Witko, Locke's Chief of Security, also looks much better on the new computer. Check out the backgound, as well. Same "location," the tailor screen.

Locke himself benefits from the heightened graphics. The old laptop didn't show a difference between the Heroic complexion and the Standard1 Complexion.

Rowan. Notice the difference in the uniform texture.

Shrel, one of Rowan's Andorians, shows the differences there.

Finally, though not a crewmember, Sulu was one of the drastic things I noticed. I hadn't realized how old he actually is supposed to be.


I have played Lord of the Rings Online a couple of times over the past week or so; and frankly, it's a bit disappointing. The graphics are great and I like the animations. The controls are a little off, in my opinion, especially since I use a trackball mouse for movement and sometimes the toon would keep moving even when I thought it should stop. I couldn't auto-engage enemies the way I do with WoW, and I even have a better time navigating STO. Ultimately, I just don't find the game-play engaging enough to continue. WoW (and STO to a lesser extent) drew me in, within a few minutes I was excited by the game, and within a couple of sessions, I was hooked. LOTRO, not so much. I can't explain better than that, given the level of interest I have right now. I just wanted to update anyone who is interested. I took few screenshots, but I will probably not return to Middle Earth anytime soon.

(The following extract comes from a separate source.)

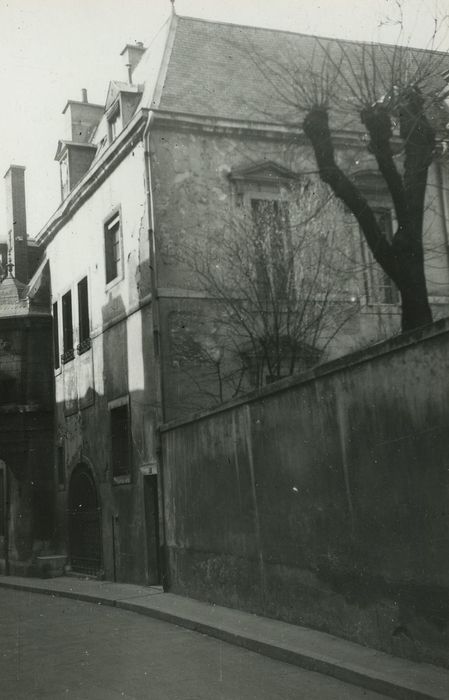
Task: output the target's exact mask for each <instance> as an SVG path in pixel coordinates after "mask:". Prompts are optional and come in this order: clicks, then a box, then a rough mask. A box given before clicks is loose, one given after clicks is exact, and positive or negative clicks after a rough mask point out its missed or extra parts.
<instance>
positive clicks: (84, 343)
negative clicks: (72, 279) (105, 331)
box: [78, 277, 90, 355]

Starfleet Officers in Short Skirts!

Thanks to GeeCee and Beckett, I am now the proud owner of TOS Uniform options on STO. Rowan and Larrea are already decked out, but I'm thinking about the others. I am also debating whether to use the actual full uniforms for various reasons, I like the shiny "leather" outfits and the TOS stuff is cloth and not shiny. And I don't have a good reason RP wise for actual uniform colors and styles from the TOS era like Adventure Historian. Anyway, I should be in bed. I'll get better shots of Rowan and the others, but here's what I got for now.

Tuesday, April 6, 2010

Equipment Upgrade

From a gaming standpoint, my laptop wasn't cutting it, and my desktop is stretched to its limit, so it was time to get a new computer.

I am currently downloading WoW and the patches for STO, while watching a History Channel show about "How the States Got Their Shapes."

Monday, April 5, 2010

That's Commander Starblanket to You

Say hello to Starfleet's newest commander.
Rowan in her dress uniform.
Her mother would be proud, if Vulcans ever expressed pride.